New tech for blind people narrates surroundings, leaves ears open

A new app called Autour promises to be the equivalent of “neon signs for blind people” according to its designer.

Autour app already helping people in major Canadian cities, working towards U.S. expansion

Autour advises users of their surroundings in a more user-friendly way than other apps on the market. (The Associated Press)

A new app called Autour promises to be the equivalent of "neon signs for blind people" according to its designer.

It describes itself as an eyes-free mobile system that relays information to the user in a much easier way to understand than the other products on the market.

Autour designer Jeremy Cooperstock said a number of users have told him about the difference it's made in their lives.
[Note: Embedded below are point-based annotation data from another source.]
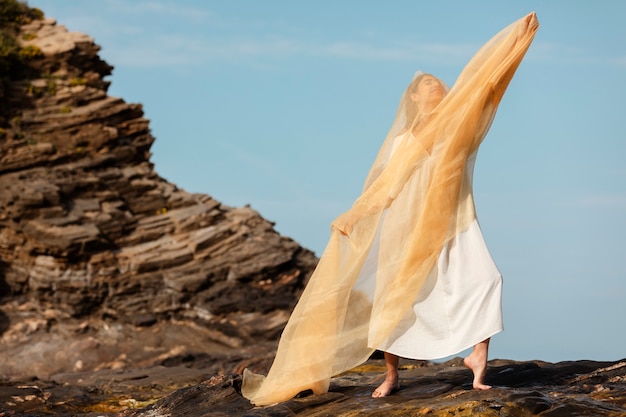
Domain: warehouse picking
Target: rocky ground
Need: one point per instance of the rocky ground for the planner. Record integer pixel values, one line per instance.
(520, 389)
(121, 294)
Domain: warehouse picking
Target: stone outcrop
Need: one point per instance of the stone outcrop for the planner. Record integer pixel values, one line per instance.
(520, 389)
(123, 295)
(97, 250)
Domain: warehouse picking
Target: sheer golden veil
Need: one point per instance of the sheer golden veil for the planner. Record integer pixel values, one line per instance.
(347, 311)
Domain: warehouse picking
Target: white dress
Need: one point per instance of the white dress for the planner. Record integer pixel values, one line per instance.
(460, 303)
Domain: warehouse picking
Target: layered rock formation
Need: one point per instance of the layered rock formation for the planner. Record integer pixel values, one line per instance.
(104, 264)
(122, 295)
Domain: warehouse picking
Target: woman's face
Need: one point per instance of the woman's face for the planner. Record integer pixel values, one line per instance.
(429, 90)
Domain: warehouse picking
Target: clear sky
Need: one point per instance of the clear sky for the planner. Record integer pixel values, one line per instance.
(283, 104)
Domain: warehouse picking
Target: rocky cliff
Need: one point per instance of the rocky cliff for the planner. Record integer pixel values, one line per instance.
(104, 264)
(123, 295)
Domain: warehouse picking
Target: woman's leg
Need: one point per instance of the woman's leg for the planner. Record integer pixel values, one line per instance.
(391, 383)
(477, 362)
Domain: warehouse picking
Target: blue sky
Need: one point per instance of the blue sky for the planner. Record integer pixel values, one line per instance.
(283, 104)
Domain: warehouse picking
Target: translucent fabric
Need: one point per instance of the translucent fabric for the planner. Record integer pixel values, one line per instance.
(347, 311)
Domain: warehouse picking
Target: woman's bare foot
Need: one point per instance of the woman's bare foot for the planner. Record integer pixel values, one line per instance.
(388, 387)
(477, 363)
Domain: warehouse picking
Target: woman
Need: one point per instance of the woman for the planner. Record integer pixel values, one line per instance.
(464, 283)
(378, 283)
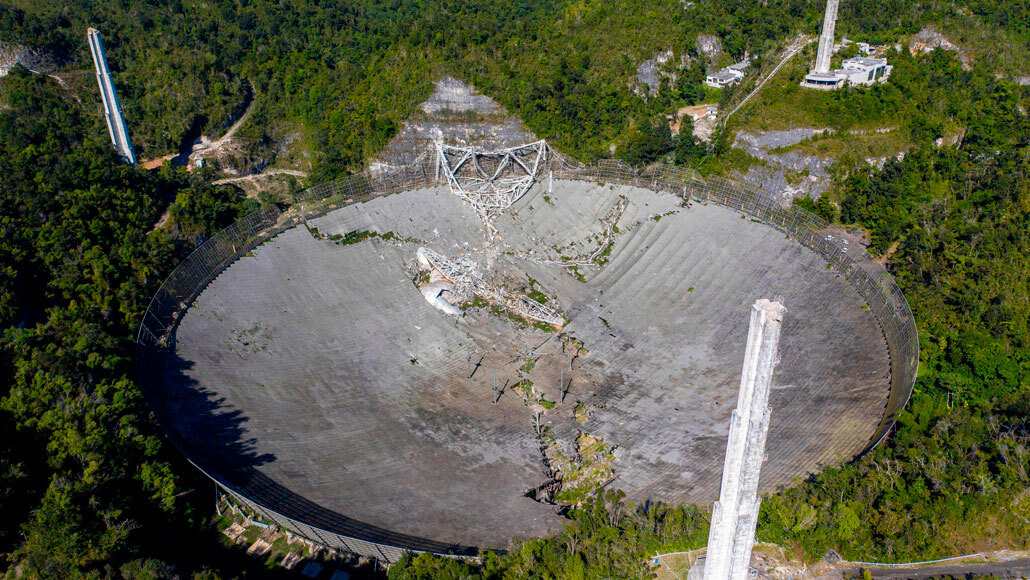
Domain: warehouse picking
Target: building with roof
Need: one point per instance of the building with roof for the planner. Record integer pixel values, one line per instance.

"The wife of one of the testers said, 'You know, you always ask me when we're walking down the street: what's on my right, what's on my left, what's over there.' Now you can see for yourself," Cooperstock told CBC Montreal's Homerun.

Using GPS technology, the app voices what a person would see in their vicinity — for example, a bank on their right or a bus stop on their left.

Bone conduction headphones are recommended so the ears remain free to hear. The special headphones sit near the ear but not over it and vibrate sound to the inner ear.

The project started in 2009 and Cooperstock said the testing and refining was the most time-consuming part of the getting the app ready for market.